Telecommuting, flexible schedules, job sharing and other programs long championed as critical for making companies responsive to family needs are being scaled back after years of steady gains.

According to a 2003 survey by the Society for Human Resource Management:

  • The number of companies offering full-time telecommuting has dropped from 23 percent in 2002 to 17 percent;
  • Adoption assistance has declined from 21 percent last year to 16 percent;
  • Flextime programs, which give workers a flexible schedule, have declined from 64 percent to 55 percent.

Here's why:

• Labor market. With 9 million out of work, companies no longer need to offer varied benefits to attract and retain workers.

"Benefits went past what the market could bear and now they're coming back into line," says Jim Bird, president of WorkLifeBalance.com, an Atlanta-based provider of work-life balance training.

• Productivity needs. In some cases, employers who have adopted family-friendly programs have found not all jobs are suitable to such arrangements. More than a quarter of supervisors say telecommuting can compromise job performance, according to a 2001 survey by Office Team, a Menlo Park, Calif.-based staffing firm.

• Cost savings. Companies are looking for savings because of escalating health-care costs.

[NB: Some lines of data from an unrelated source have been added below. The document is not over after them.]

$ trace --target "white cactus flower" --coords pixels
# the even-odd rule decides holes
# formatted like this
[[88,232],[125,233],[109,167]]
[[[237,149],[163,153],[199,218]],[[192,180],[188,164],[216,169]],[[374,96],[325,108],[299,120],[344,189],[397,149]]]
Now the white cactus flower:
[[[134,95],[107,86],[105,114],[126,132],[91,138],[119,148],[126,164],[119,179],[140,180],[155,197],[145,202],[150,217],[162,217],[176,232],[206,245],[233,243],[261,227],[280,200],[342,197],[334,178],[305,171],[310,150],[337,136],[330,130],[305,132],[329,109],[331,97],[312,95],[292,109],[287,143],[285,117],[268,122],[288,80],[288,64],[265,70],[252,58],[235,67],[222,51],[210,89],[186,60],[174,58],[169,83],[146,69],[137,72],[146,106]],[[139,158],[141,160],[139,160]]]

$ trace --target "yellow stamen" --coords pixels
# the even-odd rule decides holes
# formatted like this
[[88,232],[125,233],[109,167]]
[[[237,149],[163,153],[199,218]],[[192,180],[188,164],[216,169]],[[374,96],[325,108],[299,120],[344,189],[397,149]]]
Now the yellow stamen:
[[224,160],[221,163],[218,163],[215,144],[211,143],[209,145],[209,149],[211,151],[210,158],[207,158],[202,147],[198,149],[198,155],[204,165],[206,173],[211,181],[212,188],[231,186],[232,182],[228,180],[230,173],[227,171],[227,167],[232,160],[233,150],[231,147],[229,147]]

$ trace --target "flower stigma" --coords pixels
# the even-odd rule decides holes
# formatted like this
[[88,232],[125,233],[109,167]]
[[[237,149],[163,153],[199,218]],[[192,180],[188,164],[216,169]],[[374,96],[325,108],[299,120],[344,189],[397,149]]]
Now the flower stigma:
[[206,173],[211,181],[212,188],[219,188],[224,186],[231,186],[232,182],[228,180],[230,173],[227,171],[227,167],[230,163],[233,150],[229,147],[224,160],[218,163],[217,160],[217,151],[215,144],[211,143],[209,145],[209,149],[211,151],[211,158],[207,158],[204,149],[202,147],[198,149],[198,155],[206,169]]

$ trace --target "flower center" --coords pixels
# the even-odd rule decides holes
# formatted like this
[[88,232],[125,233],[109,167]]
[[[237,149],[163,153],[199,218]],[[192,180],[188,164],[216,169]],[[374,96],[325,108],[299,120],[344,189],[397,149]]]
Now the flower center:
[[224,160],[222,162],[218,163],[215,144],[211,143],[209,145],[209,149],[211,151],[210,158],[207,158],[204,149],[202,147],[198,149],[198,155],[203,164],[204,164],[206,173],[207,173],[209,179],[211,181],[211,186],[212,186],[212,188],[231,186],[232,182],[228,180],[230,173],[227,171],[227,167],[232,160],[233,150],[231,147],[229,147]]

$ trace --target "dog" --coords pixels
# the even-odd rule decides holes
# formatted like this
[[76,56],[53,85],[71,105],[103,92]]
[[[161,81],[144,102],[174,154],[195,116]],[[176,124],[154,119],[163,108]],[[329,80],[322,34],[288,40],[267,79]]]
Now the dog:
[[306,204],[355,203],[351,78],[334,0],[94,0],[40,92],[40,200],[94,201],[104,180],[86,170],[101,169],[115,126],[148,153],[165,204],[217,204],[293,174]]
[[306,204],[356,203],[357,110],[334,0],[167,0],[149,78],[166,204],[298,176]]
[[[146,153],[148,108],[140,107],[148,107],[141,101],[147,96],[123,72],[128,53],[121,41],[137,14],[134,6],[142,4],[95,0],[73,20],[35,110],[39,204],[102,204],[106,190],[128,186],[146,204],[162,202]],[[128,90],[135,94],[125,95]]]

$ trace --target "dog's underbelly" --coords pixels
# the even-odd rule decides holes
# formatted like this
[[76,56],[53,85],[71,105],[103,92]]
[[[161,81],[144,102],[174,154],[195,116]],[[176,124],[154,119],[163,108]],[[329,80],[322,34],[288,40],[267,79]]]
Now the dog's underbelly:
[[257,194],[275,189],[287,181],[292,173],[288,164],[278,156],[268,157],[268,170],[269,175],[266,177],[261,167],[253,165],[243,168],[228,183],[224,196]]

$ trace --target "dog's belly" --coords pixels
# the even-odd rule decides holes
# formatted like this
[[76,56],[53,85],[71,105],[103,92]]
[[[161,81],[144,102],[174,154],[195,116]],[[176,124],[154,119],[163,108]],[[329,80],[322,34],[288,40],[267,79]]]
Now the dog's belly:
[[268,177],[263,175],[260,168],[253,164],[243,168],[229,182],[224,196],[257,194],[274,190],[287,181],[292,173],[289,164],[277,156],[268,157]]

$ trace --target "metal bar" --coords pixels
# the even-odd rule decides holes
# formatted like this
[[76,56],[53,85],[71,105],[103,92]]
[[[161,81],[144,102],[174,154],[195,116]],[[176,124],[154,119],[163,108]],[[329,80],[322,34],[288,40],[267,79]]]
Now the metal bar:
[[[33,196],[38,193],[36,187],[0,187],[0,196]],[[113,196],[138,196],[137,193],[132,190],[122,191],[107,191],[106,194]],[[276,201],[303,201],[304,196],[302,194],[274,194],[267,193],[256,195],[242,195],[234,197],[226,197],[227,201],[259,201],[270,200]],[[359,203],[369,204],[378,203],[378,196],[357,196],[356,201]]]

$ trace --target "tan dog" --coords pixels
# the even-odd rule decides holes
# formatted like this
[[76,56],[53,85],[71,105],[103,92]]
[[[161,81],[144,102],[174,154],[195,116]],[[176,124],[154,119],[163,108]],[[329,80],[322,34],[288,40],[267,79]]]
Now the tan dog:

While making workers share more health costs, some are dropping benefits and such programs as adoption assistance, scholarships and childcare referral services.

The cutbacks could backfire if productivity gains suffer and could lead to retention problems once the unemployment rate drops.

Eileen Petridis, 42, a mother of two and a media relations specialist in Cleveland, says telecommuting one day a week "is the main reason I'm still here."